Irish SMEs pay more to borrow than big firms or European rivals
Small and medium-sized businesses with loans of less than €250,000 are being hit with interest rates more than double those with debt of more than a €1m, new data shows.
The interest rate gap over the last two years has been at least three percentage points, according to the figures from the Central Bank.
And interest rates for businesses generally in Ireland remain "significantly above euro area averages", running at about two percentage points higher than other European countries.
But the data highlights in particular the discrepancies in the interest rate charged depending on the size of the loan.
"Rates on loans under €0.25m are used as a proxy for the SME cost of credit. Interest rates are higher for smaller loans," the Central Bank said, in its latest report looking at SME lending.
It added: "The three-month moving average interest rate for SMEs is 5pc for the latest data point, which is three percentage points higher than that for loans above €1m and 1.6 percentage points higher than that for loans between €0.25m and €1m."
Rates on SME loans continue to be among the highest in Europe, even though the issue has been repeatedly flagged in recent years. "The average interest rate on loans under €250,000 is currently 5pc in Ireland, down from late 2016 but remaining significantly higher than in comparator country groups," the Central Bank said.
"The premium paid on small versus large loans also remains substantially higher in Ireland."
Overall, new lending to SMEs in the non-financial and non-property related sectors grew by a third in the year to the end of March, with manufacturing, wholesale and retail experiencing strong growth.
The amount of money lent to SMEs in the first quarter totalled €3.6bn, a 32pc increase since the same period last year, and 38pc higher than in the first three months of 2015.
Compared to the first quarter of 2016, annualised new lending in the early months of this year rose across every sector.
In manufacturing it more than doubled, in hotels and restaurants lending was up by 95pc, while wholesale and retail up by 74.4pc.
Construction-related SMEs saw lending jump by 43.8pc, and by 21.5pc and 7.8pc in administrative services and agriculture respectively. The SME sector in the crisis years and early recovery suffered an acute shortage in lending, but this latest data presents a more positive picture.
Investment and working capital are the most common reasons cited by small and medium sized firms for financing applications.

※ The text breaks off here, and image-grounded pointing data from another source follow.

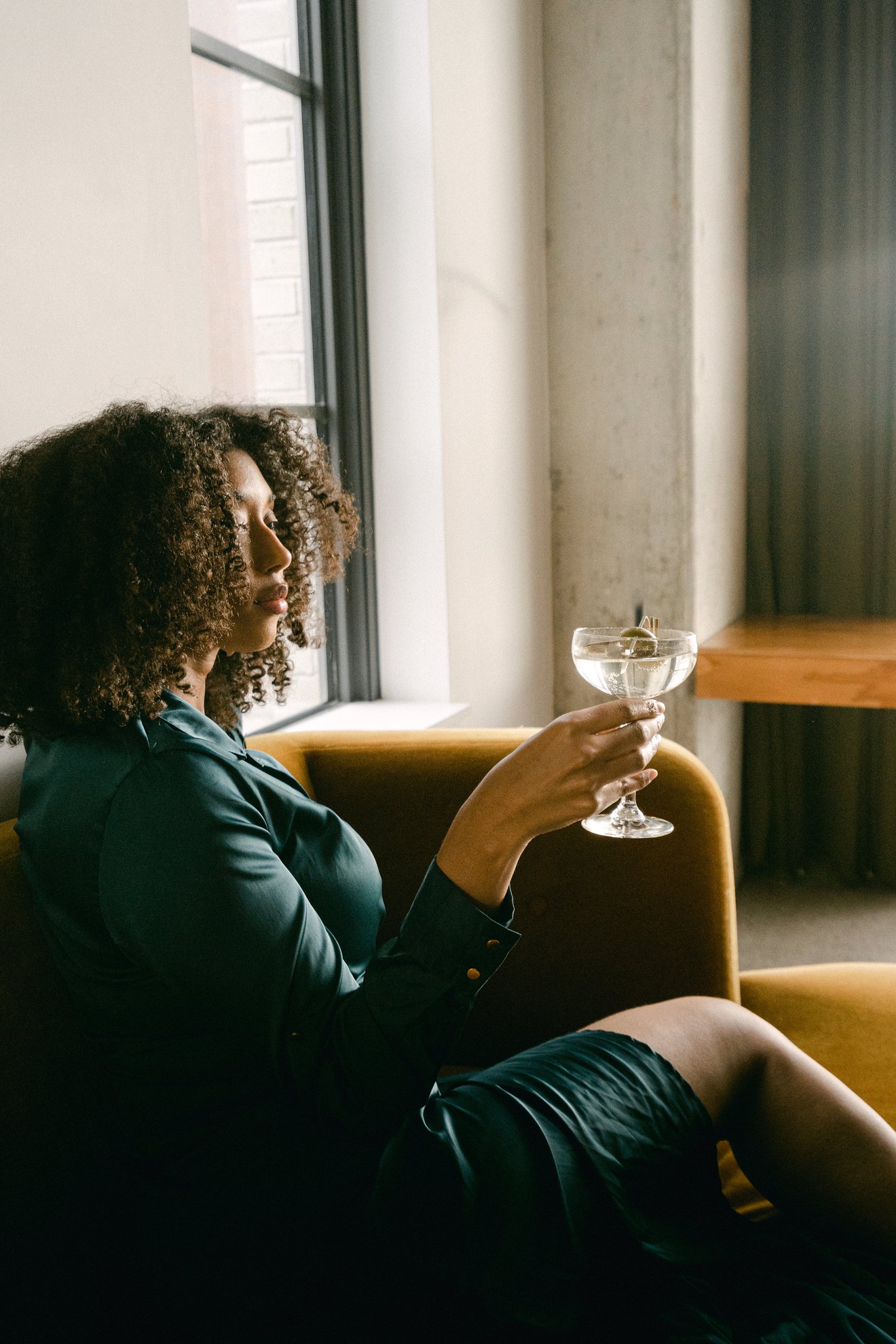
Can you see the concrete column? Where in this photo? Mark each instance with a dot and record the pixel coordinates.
(646, 159)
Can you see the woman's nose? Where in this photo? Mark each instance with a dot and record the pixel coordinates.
(276, 555)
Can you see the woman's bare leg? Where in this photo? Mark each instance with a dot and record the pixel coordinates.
(806, 1142)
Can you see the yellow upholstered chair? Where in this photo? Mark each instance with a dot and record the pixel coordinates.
(606, 927)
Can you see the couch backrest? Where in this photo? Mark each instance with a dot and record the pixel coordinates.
(606, 924)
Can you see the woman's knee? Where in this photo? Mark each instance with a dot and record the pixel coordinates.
(717, 1046)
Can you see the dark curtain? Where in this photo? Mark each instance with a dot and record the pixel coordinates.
(820, 784)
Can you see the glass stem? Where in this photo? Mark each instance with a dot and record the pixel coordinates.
(628, 810)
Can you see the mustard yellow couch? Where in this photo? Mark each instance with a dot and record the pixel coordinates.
(606, 927)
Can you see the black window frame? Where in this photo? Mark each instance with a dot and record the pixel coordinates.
(328, 89)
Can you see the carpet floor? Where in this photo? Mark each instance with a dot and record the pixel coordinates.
(800, 922)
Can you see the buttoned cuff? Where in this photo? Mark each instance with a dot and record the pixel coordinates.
(447, 932)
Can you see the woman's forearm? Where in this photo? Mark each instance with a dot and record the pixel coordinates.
(480, 853)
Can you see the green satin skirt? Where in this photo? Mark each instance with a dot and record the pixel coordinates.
(573, 1191)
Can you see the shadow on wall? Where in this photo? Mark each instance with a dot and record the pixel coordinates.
(11, 764)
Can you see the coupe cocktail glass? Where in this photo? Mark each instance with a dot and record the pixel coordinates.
(639, 666)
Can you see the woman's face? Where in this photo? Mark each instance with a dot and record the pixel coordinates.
(266, 558)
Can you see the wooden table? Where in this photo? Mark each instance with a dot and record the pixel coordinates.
(801, 660)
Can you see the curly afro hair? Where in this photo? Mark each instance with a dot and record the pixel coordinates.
(120, 557)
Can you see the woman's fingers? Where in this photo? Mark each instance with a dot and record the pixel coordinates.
(613, 745)
(612, 794)
(613, 714)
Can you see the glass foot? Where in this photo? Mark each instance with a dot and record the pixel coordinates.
(645, 828)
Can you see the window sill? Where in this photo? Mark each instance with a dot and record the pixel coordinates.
(377, 715)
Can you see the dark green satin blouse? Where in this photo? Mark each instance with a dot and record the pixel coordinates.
(217, 929)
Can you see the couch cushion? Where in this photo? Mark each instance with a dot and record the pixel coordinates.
(841, 1013)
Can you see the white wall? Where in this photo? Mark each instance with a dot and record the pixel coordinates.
(454, 197)
(403, 324)
(646, 149)
(101, 284)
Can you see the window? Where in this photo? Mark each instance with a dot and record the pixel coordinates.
(278, 148)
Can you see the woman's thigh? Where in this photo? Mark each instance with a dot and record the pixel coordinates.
(715, 1045)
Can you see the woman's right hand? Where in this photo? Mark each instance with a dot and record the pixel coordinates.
(580, 764)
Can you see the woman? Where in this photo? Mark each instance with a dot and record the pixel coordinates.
(286, 1155)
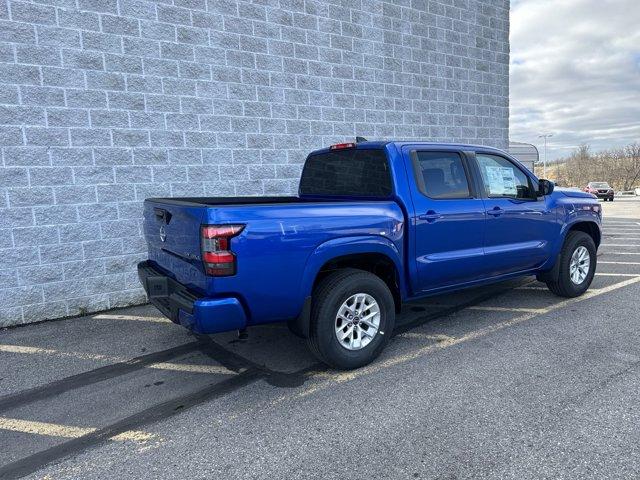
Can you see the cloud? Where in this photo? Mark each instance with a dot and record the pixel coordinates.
(575, 72)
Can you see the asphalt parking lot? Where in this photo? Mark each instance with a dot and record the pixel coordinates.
(506, 381)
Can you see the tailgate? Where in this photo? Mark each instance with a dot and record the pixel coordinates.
(172, 232)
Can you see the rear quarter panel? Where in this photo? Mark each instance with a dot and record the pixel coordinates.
(283, 246)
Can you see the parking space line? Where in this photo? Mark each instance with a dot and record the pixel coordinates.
(177, 367)
(342, 377)
(67, 431)
(137, 318)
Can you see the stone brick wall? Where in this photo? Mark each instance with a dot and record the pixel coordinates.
(106, 102)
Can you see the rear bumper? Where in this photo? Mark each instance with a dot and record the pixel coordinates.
(176, 302)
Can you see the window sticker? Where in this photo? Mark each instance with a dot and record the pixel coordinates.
(501, 180)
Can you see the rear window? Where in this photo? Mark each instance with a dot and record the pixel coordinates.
(350, 172)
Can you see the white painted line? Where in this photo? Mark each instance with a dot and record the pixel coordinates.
(338, 378)
(504, 309)
(487, 308)
(137, 318)
(176, 367)
(67, 431)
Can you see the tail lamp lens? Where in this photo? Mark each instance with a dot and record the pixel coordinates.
(218, 259)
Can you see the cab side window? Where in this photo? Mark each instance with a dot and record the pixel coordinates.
(441, 175)
(503, 179)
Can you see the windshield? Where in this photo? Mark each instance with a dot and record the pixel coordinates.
(348, 172)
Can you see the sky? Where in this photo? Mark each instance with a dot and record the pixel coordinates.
(575, 73)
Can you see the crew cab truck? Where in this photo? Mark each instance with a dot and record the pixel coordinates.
(374, 224)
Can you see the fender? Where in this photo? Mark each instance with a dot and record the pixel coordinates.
(339, 247)
(551, 269)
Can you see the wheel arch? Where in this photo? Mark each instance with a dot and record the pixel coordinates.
(374, 254)
(590, 227)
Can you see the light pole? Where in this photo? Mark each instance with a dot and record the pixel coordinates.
(544, 162)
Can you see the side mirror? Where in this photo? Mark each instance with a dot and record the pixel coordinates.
(545, 187)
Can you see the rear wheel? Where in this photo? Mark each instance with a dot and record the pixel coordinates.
(352, 317)
(577, 266)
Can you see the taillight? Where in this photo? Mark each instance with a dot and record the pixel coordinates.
(217, 256)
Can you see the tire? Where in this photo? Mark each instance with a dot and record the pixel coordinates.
(564, 286)
(332, 296)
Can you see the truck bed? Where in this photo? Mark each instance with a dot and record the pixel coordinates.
(280, 234)
(221, 201)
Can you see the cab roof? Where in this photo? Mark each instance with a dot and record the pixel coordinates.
(401, 143)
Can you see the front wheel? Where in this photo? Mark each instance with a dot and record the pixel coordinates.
(577, 266)
(352, 318)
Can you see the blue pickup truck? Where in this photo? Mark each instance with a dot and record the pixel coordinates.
(374, 224)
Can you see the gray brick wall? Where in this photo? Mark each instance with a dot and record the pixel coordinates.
(106, 102)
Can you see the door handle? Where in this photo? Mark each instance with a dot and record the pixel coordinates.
(496, 211)
(431, 216)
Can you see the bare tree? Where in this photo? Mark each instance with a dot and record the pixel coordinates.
(620, 167)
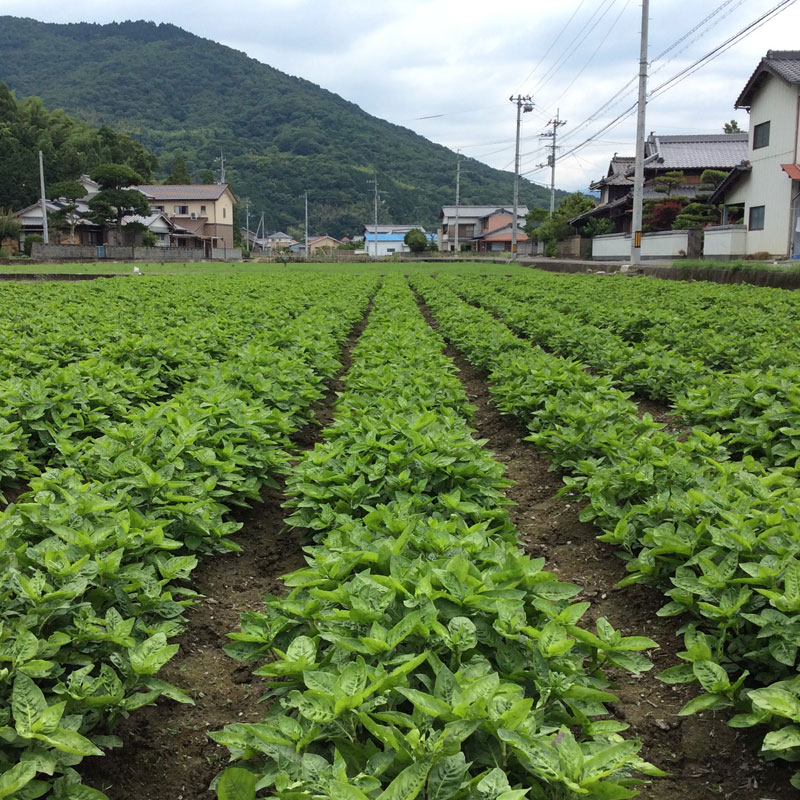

The share of financing applications for investment reasons has grown from 36 to 47pc over the period from September of last year to March. The stock of outstanding credit is also going down, declining to €16.6bn, or over 8pc, in the first quarter. But the data also shows that the rejection rate on applications has increased from 11pc to 13pc over the year to the end of March.
Medium-sized firms have continued to experience a fall in rejection rates, while small and micro firms are experiencing increases. Rejections rates are high in a European context.
The SME lending market also remains highly concentrated. The market share of the three main lenders is currently 82pc.